"Je me sentais comme la pire des mères qui puisse exister" : ces femmes qui renoncent à la garde de leurs enfants après une séparation

Elles le font faute de moyens financiers, organisationnels ou psychologiques, pour respecter le désir de leurs enfants, ou parfois de leur plein gré pour favoriser leur vie de femmes. Rencontre avec ces "mamans du dimanche", qui décident de laisser la garde exclusive des enfants à leurs ex-compagnons.

"Je me sentais comme la pire des mères qui puisse exister" : ces femmes qui renoncent à la garde de leurs enfants après une séparation. Crédit : Getty
"Je me sentais comme la pire des mères qui puisse exister" : ces femmes qui renoncent à la garde de leurs enfants après une séparation. Crédit : Getty

C'est une configuration rare et difficile à assumer. Après une séparation, des femmes font le choix de confier la garde de leurs enfants aux papas. Une décision qui survient tantôt immédiatement, tantôt au fil des mois, le temps que chacun fasse le point sur ses besoins. À l'instar d'Élodie. Après une séparation très difficile, la jeune maman décide de s'installer dans le sud de la France. Elle emmène avec elle son petit dernier alors âgé de 4 ans. Mais après quelques mois, le petit garçon exprime un important manque de son papa resté dans le Nord, avec qui il était fusionnel.

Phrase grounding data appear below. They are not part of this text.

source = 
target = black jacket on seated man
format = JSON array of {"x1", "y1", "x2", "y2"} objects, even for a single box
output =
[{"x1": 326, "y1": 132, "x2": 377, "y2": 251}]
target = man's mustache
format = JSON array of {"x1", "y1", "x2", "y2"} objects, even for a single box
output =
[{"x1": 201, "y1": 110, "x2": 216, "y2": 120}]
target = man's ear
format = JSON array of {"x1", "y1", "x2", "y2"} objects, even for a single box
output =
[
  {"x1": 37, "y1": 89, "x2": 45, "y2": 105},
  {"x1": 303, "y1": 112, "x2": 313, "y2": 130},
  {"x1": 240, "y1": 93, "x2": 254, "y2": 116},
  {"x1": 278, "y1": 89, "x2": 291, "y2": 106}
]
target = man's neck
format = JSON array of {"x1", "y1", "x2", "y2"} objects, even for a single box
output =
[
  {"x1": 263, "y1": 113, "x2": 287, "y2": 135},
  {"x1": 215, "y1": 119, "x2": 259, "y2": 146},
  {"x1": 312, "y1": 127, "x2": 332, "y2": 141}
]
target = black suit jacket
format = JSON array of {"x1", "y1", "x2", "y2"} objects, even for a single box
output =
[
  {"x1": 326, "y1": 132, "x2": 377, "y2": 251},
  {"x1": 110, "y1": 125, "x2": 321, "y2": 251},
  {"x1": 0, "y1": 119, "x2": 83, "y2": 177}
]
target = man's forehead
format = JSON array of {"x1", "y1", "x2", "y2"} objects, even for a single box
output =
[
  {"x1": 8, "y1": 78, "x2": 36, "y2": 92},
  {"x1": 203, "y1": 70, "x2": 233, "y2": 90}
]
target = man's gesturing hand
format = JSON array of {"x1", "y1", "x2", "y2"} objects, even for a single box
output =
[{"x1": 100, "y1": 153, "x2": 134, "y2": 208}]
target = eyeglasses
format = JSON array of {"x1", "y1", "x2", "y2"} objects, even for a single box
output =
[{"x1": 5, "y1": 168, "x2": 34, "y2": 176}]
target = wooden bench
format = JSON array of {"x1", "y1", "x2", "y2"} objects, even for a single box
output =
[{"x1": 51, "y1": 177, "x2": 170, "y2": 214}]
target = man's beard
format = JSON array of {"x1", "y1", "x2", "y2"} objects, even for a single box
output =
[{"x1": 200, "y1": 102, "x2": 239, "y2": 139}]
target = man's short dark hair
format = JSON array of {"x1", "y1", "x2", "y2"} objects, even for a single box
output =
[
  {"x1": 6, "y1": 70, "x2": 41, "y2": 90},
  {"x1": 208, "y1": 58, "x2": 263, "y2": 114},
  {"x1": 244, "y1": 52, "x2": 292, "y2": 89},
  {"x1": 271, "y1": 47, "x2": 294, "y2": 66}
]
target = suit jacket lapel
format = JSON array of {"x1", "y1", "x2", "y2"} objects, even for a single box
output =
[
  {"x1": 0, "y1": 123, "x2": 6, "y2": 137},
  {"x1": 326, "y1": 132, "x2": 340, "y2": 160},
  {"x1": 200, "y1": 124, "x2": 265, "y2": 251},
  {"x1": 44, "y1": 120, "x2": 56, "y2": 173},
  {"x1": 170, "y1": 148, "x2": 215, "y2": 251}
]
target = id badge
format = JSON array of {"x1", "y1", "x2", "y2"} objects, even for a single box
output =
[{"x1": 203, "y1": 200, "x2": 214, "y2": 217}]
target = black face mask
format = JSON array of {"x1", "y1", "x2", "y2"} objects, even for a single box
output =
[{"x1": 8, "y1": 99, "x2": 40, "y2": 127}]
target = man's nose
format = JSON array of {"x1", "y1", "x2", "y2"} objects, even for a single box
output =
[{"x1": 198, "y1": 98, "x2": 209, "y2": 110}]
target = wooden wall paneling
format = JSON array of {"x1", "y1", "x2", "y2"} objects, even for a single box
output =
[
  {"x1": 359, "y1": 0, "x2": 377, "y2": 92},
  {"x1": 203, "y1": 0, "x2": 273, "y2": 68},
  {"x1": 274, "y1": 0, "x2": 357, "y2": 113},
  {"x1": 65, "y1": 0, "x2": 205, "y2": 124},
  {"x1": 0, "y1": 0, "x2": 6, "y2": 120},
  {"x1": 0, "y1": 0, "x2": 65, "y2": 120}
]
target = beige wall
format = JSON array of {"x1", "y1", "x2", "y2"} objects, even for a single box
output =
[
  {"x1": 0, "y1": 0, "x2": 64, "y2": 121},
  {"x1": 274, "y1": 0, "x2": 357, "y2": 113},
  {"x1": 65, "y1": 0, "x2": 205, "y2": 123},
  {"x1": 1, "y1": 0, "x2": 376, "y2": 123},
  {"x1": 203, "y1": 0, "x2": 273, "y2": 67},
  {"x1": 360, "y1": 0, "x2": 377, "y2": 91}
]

Un coup dur pour Élodie, qui fait alors le choix déchirant de lui en confier la garde. "J'ai un papa qui m'a abandonnée, un beau-père qui m'a battue et une mère qui n'a pas pris soin de moi, alors je pars du principe qu'il faut que je fasse passer mes enfants avant mon propre bonheur […] Même si ça me brise le cœur en deux". Depuis, Élodie tente à distance d'être "une bonne maman", en communiquant quotidiennement avec son fils en visio, lui envoyant des petits mots, des cadeaux payant une partie des frais de scolarité et participant autant que possible à son éducation.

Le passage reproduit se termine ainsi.